We live in a society where a like or heart on a picture is validation and rejection is given out effortlessly.
I like to think that perfection is in the eye of the beholder. However, through social media platforms society often enforces the idea that perfection is toned bodies and what others perceive you as. It is so easy to become advocates of the need to seek approval from others or even judge people because they don’t live up to expectations that most would consider to be perfection.
In today’s society, it’s hard not to change your definition of perfect to match someone else’s. Whether it is someone famous, a newly made mother and or her child, just a guy or a girl; body shaming can happen to anyone.
Awareness is key. As people gain more awareness of the problem at hand, more people begin to speak against and start a new social norm. Celebrities and mothers alike have stepped up to shed light on body positivity.
Kelly Clarkson, celebrity and mother of two gained heat after she started to put on weight; “People think, Oh, there’s something wrong with her,” she told Redbook in November 2017. “She’s putting on weight. “I’m like, ‘Oh, no! I’m sorry, but that represents happiness in my emotional world.’”
I feel as though women are big contributors when it comes to comparing or judging peoples image.
However, Melissa McCarthy once stated, “With women, there’s this constant weird cultural thing where we’re always supposed to be comparing ourselves with one another,” she told Redbook in March 2016. “Who wore it best? Whose butt’s better? Instead, how about if everyone wins? How intensely boring would it be if we were all the same?”
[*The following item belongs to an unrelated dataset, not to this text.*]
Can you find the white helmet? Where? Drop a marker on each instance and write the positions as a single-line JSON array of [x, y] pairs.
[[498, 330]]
Though men are not excused from the criticism or disapproval of others. a 2016 survey of more than 1,000 boys aged between eight and 18, 55% said they would consider changing their diet to look better and 23% said they believed there was “a perfect male body to strive for”.
Jonah Hill who has since lost weight also struggled with body image, “I really believe everyone has a snapshot of themselves from a time when they were young that they’re ashamed of,” Jonah stated for a magazine. “For me, it’s that 14-year-old overweight and unattractive kid who felt ugly to the world, who listened to hip-hop and who wanted so badly to be accepted by this community of skaters.”
Body shaming brings on an emotional cycle that leads to depression and other negative mental habits that are hard to overcome. In a world where perfection is constantly a goal, it is hard to remember that no can truly achieve perfectionism without understanding that everyone is perfect in their own way.